DOĞU EROĞLU [email protected]

Darbe girişimi sonrasında, IŞİD’in Türkiye’deki uzantıları gelişmeleri takip ediyor fakat, her iki “Tağut” unsura da mesafeli duruyor. El Kaide’nin Suriye kolu El Nusra’ya yakın kaynaklarsa daha oportünist bir siyaset izliyor. Suriye’deki bağlarından ötürü AKP iktidarını destekleyen Nusra’nın Türkiyeli sempatizanları ile Halep ve Kuzey Suriye’de zor günler yaşayan cihatçı gruplar AKP’nin desteğini riske atmıyor.

‘İkisine de katılmayın’

Darbe girişiminin hemen ardından İslam Devleti’nin (IŞİD) Türkçe yayın organı Darul Hilafe oldukça netti. Açıklamada, her iki tarafın da tağut “Allah’ın koyduğu kurallarla değil de insan eliyle oluşturulmuş bir düzenle yönetim” olduğu bu mücadeleye kimsenin katılmaması uyarısında bulunuldu.
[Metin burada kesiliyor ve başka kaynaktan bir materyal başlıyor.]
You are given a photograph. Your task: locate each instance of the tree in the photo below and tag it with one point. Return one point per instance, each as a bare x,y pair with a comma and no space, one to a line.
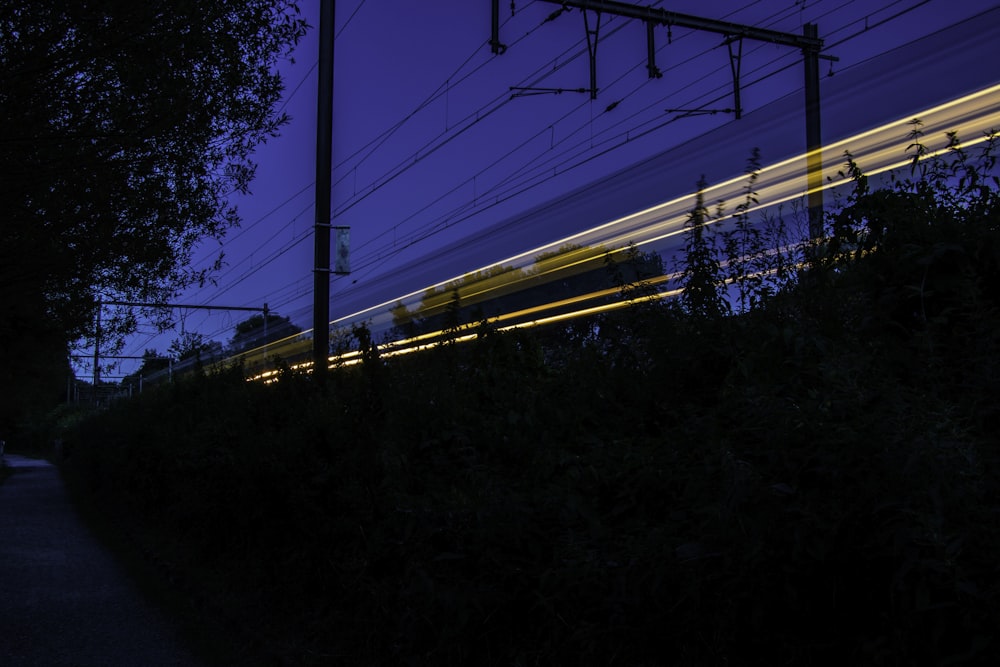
152,361
192,345
126,127
704,296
Nusra ve Ahrar-uş Şam iktidardan yana

Türkiye’nin 5 yıldır süren lojistik desteği, Cephetül Nusra ve Ahrar-uş Şam gibi grupların Türkiye’deki destekçilerinin AKP tarafında yer almasını sağladı. Ahrar-uş Şam liderliği yayımladığı bir bildiriyle Türkiye’deki seçilmiş hükümetin yanında olduğunu bildirdi ve iktidarı darbe girişimini savuşturduğu için kutladı. Nusra’ya Türkiye’den destek veren gruplar arasındaysa, Suriye’de Esad karşıtı kalkışmayı desteklediği için ABD’nin Gülen Cemaatine destek vererek darbeyi kolaylaştırdığını düşünenler var. Daha önce Suruç Katliamı öncesinde SGDF’li gençleri hedef göstermesiyle gündeme gelen Miraç Karaaslan’ın, KüreselAnaliz.com’daki yazısına göre, darbecilerin hedefleri arasında Suriye’yle ilişkileri normalleştirmek, Türkiye’nin yardımlarını kesmek ve Nusra ile Ahrar-uş Şam’ın kuracağı devletin önlenmesi de vardı: “Yapılacak bir darbe ile cunta sonrası hangi parti başa gelirse gelsin, Suriye’deki direnişçilere Türkiye’nin Muhaliflere desteği (gıda yardımı ve mültecileri ağırlama) sona ermiş olacaktı.”